A short drive from Mount Horr in suburban Connecticut sits a work of art that, to hear the reaction on social media, is masquerading as a haunted house.
“Traumatizing,” “nightmares” and “hell house” are mentioned, as is the less ominous summation, “gloriously overdecorated.”
None of those comments comes close to the artist/owner’s true inspiration: the painter Wassily Kandinsky.
“Nikolay Synkov, who designed and built the expansion, is a devotee of Wassily Kandinsky’s paintings and writings, and embellished the rooms with details from the world of his mind’s inner fantasy,” according to a 142-page treatise on the house, which Synkov dubbed “Experimental Art Studio.”

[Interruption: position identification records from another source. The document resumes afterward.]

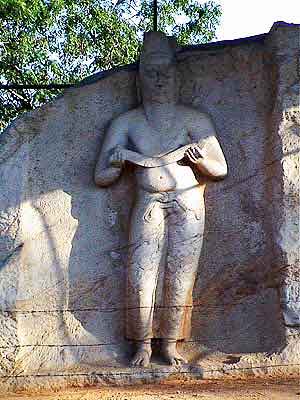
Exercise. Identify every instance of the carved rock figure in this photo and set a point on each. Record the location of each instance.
(171, 146)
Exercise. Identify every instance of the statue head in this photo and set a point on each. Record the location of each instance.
(157, 69)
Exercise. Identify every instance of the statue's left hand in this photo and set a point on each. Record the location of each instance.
(194, 153)
(117, 157)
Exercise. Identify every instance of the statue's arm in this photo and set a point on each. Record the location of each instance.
(206, 154)
(110, 164)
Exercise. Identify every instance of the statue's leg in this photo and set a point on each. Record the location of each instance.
(145, 252)
(185, 235)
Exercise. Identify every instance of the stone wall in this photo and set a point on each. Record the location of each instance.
(63, 240)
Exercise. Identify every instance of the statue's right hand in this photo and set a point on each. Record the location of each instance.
(117, 159)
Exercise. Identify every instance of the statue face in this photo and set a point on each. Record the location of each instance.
(158, 81)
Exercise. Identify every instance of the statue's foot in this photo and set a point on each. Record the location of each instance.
(143, 355)
(171, 354)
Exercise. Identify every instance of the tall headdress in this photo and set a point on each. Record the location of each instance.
(157, 47)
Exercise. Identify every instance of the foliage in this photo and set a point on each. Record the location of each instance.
(46, 41)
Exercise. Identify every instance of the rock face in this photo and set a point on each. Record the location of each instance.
(63, 241)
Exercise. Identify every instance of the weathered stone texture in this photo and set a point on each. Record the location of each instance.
(63, 241)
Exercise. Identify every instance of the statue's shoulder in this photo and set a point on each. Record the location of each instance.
(189, 111)
(128, 115)
(192, 116)
(123, 120)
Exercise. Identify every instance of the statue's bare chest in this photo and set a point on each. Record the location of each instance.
(147, 140)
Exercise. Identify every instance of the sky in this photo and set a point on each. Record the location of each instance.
(242, 18)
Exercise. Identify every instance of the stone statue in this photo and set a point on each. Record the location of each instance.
(171, 146)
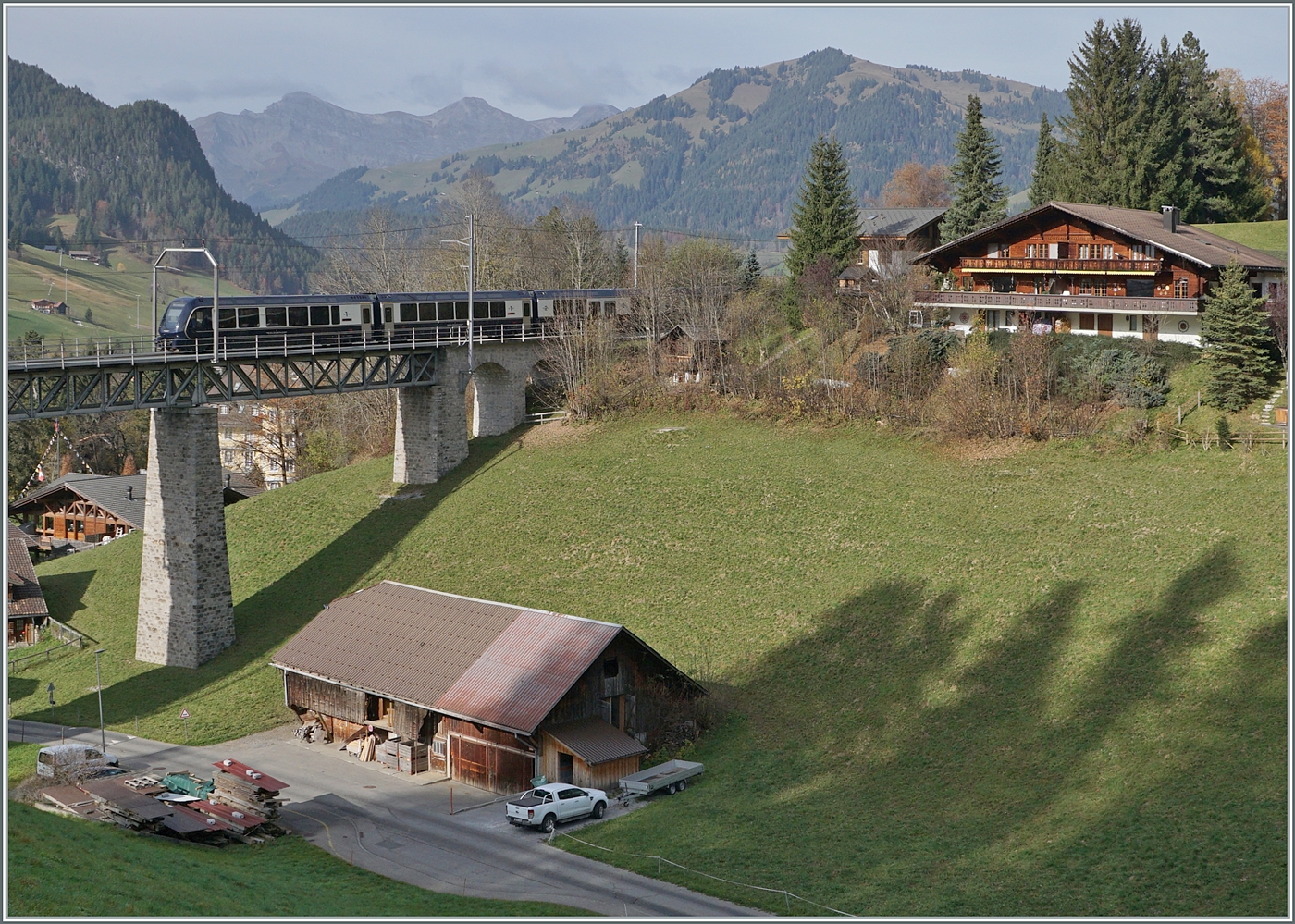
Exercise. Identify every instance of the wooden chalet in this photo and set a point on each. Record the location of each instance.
(25, 605)
(1090, 269)
(496, 694)
(890, 240)
(689, 352)
(80, 508)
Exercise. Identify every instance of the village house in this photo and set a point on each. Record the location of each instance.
(485, 693)
(86, 509)
(81, 508)
(259, 437)
(689, 352)
(1090, 269)
(26, 603)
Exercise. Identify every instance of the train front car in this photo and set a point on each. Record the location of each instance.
(575, 304)
(267, 321)
(494, 314)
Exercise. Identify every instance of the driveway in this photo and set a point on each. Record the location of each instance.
(401, 826)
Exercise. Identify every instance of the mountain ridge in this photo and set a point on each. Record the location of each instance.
(725, 154)
(297, 142)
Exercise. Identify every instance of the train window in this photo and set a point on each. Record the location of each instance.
(200, 323)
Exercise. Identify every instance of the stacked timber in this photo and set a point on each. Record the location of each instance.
(248, 790)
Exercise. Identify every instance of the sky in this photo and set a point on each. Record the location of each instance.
(537, 62)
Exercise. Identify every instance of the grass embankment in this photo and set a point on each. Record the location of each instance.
(1265, 236)
(68, 868)
(1029, 680)
(110, 292)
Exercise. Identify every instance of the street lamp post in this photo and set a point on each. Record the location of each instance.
(99, 689)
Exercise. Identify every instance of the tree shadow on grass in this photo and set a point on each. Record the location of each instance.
(935, 768)
(272, 615)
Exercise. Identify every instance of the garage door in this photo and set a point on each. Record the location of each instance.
(489, 767)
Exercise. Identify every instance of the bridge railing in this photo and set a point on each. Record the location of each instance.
(253, 344)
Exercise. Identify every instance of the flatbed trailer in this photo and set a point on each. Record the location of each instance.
(672, 777)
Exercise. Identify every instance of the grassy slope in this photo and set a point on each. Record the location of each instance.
(1266, 236)
(109, 292)
(70, 868)
(1042, 684)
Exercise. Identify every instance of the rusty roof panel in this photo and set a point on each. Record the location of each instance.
(403, 642)
(595, 741)
(518, 680)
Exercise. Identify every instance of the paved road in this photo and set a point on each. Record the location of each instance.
(401, 826)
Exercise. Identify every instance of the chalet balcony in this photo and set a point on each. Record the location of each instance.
(1033, 265)
(1104, 304)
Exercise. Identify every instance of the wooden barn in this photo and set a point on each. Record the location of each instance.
(496, 694)
(83, 508)
(25, 605)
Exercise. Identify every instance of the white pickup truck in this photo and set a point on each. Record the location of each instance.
(547, 805)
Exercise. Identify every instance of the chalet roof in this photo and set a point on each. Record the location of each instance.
(595, 741)
(28, 597)
(478, 660)
(1190, 242)
(693, 333)
(119, 495)
(897, 221)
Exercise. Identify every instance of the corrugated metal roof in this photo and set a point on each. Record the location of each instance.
(403, 642)
(1191, 242)
(896, 221)
(28, 598)
(119, 495)
(518, 680)
(595, 741)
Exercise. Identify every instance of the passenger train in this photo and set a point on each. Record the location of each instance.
(248, 320)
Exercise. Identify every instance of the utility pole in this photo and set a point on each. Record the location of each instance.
(99, 689)
(472, 282)
(637, 226)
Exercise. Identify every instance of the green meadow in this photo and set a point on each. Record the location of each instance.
(1003, 678)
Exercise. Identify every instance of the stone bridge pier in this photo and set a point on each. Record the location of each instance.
(431, 426)
(187, 613)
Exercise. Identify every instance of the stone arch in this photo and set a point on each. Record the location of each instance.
(499, 400)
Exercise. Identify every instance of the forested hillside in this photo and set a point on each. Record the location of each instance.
(131, 172)
(725, 154)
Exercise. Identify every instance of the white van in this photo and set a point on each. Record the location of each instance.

In a description that calls to mind the aims of Frank Lloyd Wright and the Prairie School of architecture, it continues, “The forms he developed for the building harmonize – either by contrast or by assimilation – with the pervading spirit of the mysterious and beautiful power of nature: they belong to the landscape.”
Overall, the 2,950-square-foot home, which is on the market for $339,900, “reflects that peace is more honorable than the tragedy of war.”
The artist took that vision in his own direction and appears to have poured buckets of shiny copper throughout the home. Hammered copper surrounds the fireplace and is painted above the mantel, on kitchen cabinets and along the staircase. In places, it festoons the stairs themselves.
Where copper takes a pause, dusty rose and gauze reminiscent of cobwebs adorn the walls.
The listing agent is Sheree Rossi of ERA Property Center.